The estimated rate online, the cost per $1,000 of coverage, comes in around $4.99. Two of the building's own characteristics are pulling that price down: its replacement cost value is worth about a 23.4% reduction and its rent profile about 15.7%. So the asset itself looks good. What pushes the number back up is location and placement: the carrier is adding about 12.3% and the geographic region another 9.8%.
That distinction matters, because the carrier is a placement decision, not a fixed market condition. Looking at who actually writes this risk, there are only a couple of carriers in the peer set, roughly Nationwide near $6.95 and a Westchester surplus lines option near $7, a tight and expensive range with no low-cost carrier competing at the bottom. That tells you where the leverage is, and it is not carrier shopping.
The conversation with your broker is less about carrier shopping and more about the factors you can actually influence, like policy structure, which here is pulling price down by about 10.1%.
The point of the scenario is that the levers are visible. You can see which factors are helping you, which are hurting you, who is competing for the risk, and where there is room to move, instead of accepting a single number with no context.
Will a strong El Nino bring relief?
This is the trap. La Nina is fading, NOAA has issued an El Nino watch, and some models point to a strong El Nino arriving around peak hurricane season. The instinct is that fewer storms must mean lower insurance costs. That is not how pricing works.

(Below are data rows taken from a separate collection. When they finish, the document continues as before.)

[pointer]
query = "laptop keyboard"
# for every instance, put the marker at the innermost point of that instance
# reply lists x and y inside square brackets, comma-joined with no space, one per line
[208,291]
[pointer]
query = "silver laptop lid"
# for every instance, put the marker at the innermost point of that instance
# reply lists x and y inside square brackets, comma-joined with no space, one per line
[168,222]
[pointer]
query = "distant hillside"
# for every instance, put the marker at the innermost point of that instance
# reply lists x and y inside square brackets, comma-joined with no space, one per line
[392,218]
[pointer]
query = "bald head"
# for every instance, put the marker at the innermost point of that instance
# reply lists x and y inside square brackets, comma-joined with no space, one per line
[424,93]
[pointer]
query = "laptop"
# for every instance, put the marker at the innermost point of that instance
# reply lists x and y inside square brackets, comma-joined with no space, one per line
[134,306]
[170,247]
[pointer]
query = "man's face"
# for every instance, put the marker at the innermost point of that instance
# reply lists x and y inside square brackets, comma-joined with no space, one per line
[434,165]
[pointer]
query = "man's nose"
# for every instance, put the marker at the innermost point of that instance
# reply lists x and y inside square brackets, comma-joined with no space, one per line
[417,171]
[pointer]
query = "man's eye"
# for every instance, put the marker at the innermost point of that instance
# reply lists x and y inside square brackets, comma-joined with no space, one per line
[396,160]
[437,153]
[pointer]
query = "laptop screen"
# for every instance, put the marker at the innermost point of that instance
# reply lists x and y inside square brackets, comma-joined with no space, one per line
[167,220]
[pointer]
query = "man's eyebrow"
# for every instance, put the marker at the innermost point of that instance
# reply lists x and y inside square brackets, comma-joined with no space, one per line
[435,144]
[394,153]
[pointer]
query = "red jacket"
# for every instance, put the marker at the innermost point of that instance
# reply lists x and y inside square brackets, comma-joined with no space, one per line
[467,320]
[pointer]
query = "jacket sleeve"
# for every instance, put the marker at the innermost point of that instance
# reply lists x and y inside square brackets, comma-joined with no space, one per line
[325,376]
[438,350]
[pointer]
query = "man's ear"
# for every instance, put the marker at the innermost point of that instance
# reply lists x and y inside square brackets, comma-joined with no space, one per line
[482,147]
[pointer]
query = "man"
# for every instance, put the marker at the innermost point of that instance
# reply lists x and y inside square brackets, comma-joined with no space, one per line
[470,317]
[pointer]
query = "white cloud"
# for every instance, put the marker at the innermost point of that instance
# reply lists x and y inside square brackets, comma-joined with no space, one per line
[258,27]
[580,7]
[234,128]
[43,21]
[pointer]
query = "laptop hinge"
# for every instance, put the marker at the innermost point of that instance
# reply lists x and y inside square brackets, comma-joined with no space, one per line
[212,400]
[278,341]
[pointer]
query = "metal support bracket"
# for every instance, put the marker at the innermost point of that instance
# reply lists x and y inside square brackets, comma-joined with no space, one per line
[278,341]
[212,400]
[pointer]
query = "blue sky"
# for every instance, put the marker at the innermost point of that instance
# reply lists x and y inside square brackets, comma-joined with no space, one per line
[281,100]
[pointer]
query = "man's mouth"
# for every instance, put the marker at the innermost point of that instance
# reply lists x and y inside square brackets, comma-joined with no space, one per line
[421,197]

El Nino suppresses storm activity on average, but it does not eliminate risk; Hurricane Andrew, one of the most destructive storms in US history, came during an El Nino year, and one storm is all it takes to reset a market. More importantly, carriers are not waiting to reprice downward. The reset that happened in North Carolina, and the pricing baked in across six years, does not automatically unwind when the cycle flips.
La Nina priced these markets up asymmetrically. El Nino will not price them back down the same way.
The one piece of good news is visibility: if carrier appetite starts to shift or competition opens back up at the bottom of the market, it shows up in the transaction data before most owners feel it at renewal.
What should you actually do before your renewal?
The episode lands on three audiences. If you own or operate in a named storm market, the CPI floor should change how you think about timing. Waiting out a hard market in the hope that pricing returns to where it was is no longer supported by the data, because the floor is higher every year. Waiting is not a strategy; understanding what is driving your specific number and finding the available leverage is.
If you own in North Carolina, the construction overlay is worth sitting with, because it says the market has not found its new normal yet. You are renewing in a market that is still actively repricing itself, so the factor analysis is where any leverage will show up.
And if you are a lender or debt fund underwriting in these markets, the two overlays should change how you model insurance going forward. It is not enough to look at current pricing and assume it reverts to the mean. A named storm market with a rising CPI floor and a North Carolina-style market still finding its baseline produce materially different net operating income projections over a five-year hold, and most models do not distinguish between them.
That is not a weather story. That is a pricing story. And the things driving it underneath, inflation, construction cost, and carrier concentration, are all visible in the data.